Stability is a facade in the financial world, and like most lies in finance, it's often successfully sold to the target market.
However, when it comes to stability, the reason behind its success is that the target market aren't people that really need much convincing, they are people that are already desperate for it because the idea of short-term risks to their income frightens them.
Stability as a concept serves the short-term, but the problem oftentimes is that people who buy into the idea end up staying in place longer than the intended short-term embrace.
How this happens is quite simple. I have option A, to get paid in BTC, and option B to get paid in USD.
I consider BTC volatile and a huge short-term risk that I can't afford. On the other hand, I consider USD a stable alternative suitable for sustaining my short-term needs.
So I choose to get paid in USD, but I end up using USD as default for every other payment because it's short-term stable, whereas in reality, I have stopped analyzing the risks and it has slowly depreciated in value, yet, I continue to stick to it because BTC is just too volatile.
This is the understanding most people have when it comes to money, it's better stored in a stable currency with zero upside potential, than in an asset with multi-directional price movements.
Some key points to note is people holding their income in currencies they consider stable don't expect upward price movements. In fact, being able to access goods at cheaper rates doesn't make them think that their currency has appreciated in value. Stability to them is that their 100 USD remains 100 USD when they get their accounts.
It's not about the purchasing power, fundamentally, it's about the lack of changes in the numerical value “100.”
DeFi needs to capitalize on this for stability
Stability here, as explained above, just means that numbers don't go down. And for DeFi it means that DeFi native assets won't depreciate in price value due to yields and stablecoins will hold their pegs due to the involuntary longs that result from yields paid in said stablecoins.
Decentralized finance suffers a problem only stablecoins can fix and it's truly interesting how literally no one in crypto is doing this yet.
Now when I say decentralized finance, I'm quite frankly referring to all of crypto, from block rewards to yield farms, all of these processes should have yields paid in stablecoins and never in the native assets of the protocols.
The reasoning behind this isn't to exploit the vulnerability of people falling for the false sense of stability in those associated stable currencies, but because when rewards are paid in stablecoins, there's less incentives for people to want to immediate sell their holdings, which creates room for stability(numbers not going down) and simultaneously creating a scenario where more network participants are essentially bulls, longing the native assets of these chains and protocols, without direct derivative exposure of course.
Scenario 1: block producers earn block rewards in a native stablecoin — zero need to convert to anything else especially when there's sufficient paired liquidity to other stablecoins and wide usage, it essentially becomes a default payment currency.

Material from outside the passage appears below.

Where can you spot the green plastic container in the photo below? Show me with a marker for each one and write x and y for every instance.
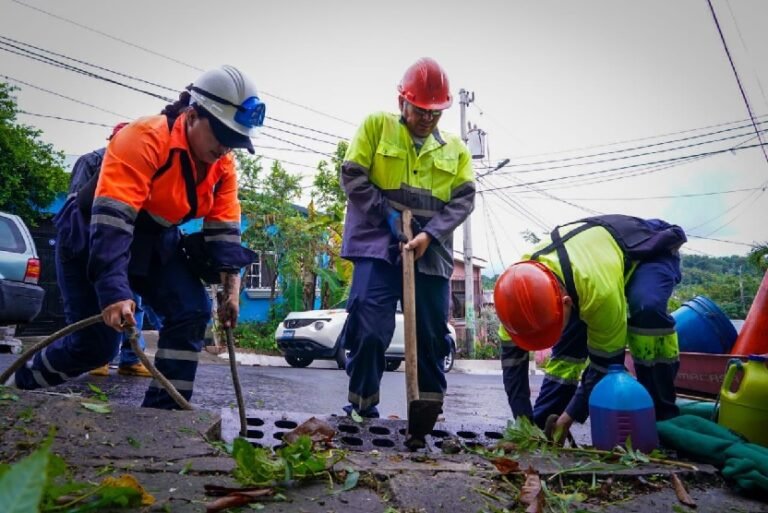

Scenario 2: yield farmer earns all yields in stablecoins and has zero incentives to convert to secure the value of said yield because it's already in a stable token.
The reason most yield farmers sell their assets earned from their positions is because a price crash is expected and they need to pack these yields in stable tokens.
By making native stablecoins the default yield token, we remove a significant burden from native protocol assets.
The strategy becomes even more interesting to explore when you consider that for chains with transaction fees, said fees are paid in native assets but those assets are burned to mint stablecoins in its place, making said asset deflationary.
Of course, the risk remains the price stability of the stablecoin itself and that is something that just will be left to how well its liquidity is grown across the ecosystem and its adoption for payments. With the right systems in place to scale these stablecoins, the native assets of these protocols will appreciate in ways that makes the debt created in stablecoins sustainable.
It is not without its flaws, but it's, in my opinion, worth exploring as an alternative to the system of yield today.